I recently read Chris Barzak’s debut novel, One for Sorrow

I enjoyed it immensely. It was an old-fashioned ghost story, in the sense that it was about a haunting. And in the sense that parts of that haunting were downright oogy. 

The part that really captured me was the landscape that felt exactly like when I was fifteen. It often seems to me that books (and movies) are set in one of 3 places: the city, where everyone is hip and hard and fast and now now now; the suburbs, where everyone is rich and white and label-proud; or the country (aka Rural America), a quiet land of deer hunting, corn fields, overalls and poverty.

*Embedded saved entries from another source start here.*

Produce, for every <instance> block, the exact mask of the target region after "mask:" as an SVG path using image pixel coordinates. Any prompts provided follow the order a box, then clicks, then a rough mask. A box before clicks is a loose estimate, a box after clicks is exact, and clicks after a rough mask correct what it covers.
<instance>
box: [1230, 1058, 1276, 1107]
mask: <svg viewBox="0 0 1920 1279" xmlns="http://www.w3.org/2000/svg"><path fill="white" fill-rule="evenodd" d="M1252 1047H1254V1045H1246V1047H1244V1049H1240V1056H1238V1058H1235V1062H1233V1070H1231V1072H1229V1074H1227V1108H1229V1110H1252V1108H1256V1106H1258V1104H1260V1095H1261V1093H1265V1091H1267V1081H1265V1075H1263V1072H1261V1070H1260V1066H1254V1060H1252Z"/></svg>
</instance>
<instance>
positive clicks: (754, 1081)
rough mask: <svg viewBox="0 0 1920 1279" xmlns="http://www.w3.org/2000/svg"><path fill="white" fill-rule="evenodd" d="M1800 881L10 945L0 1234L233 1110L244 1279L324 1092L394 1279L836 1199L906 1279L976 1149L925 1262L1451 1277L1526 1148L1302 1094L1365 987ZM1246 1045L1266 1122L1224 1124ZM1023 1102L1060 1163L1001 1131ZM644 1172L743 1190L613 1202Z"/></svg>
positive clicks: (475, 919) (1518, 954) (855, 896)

But there’s a great in-between, and it’s called rural suburbia. Ranches, split levels, and faux cape-cods set down in the middle of cow fields. The kids who live there are probably white, but they aren’t rich. They aren’t farmers. They don’t know the names of all the trees, of the kinds of rock, or when to plant a watermelon. They know much more about how to get the high score, and which creepy old dude makes a few bucks selling ciggies and booze to 13-year-olds. But–

And here’s the but–the trees are all around. There’s only so much cable you can watch at 2am in July. And then you’re out in the woods behind your house with a cigarette lighter and a pointy stick, and it’s you and the trees and the bugs and the dark. You’re dreaming of the city, of when you can get away to somewhere real, but right now the natural world has you in its arms, and it’s not letting go.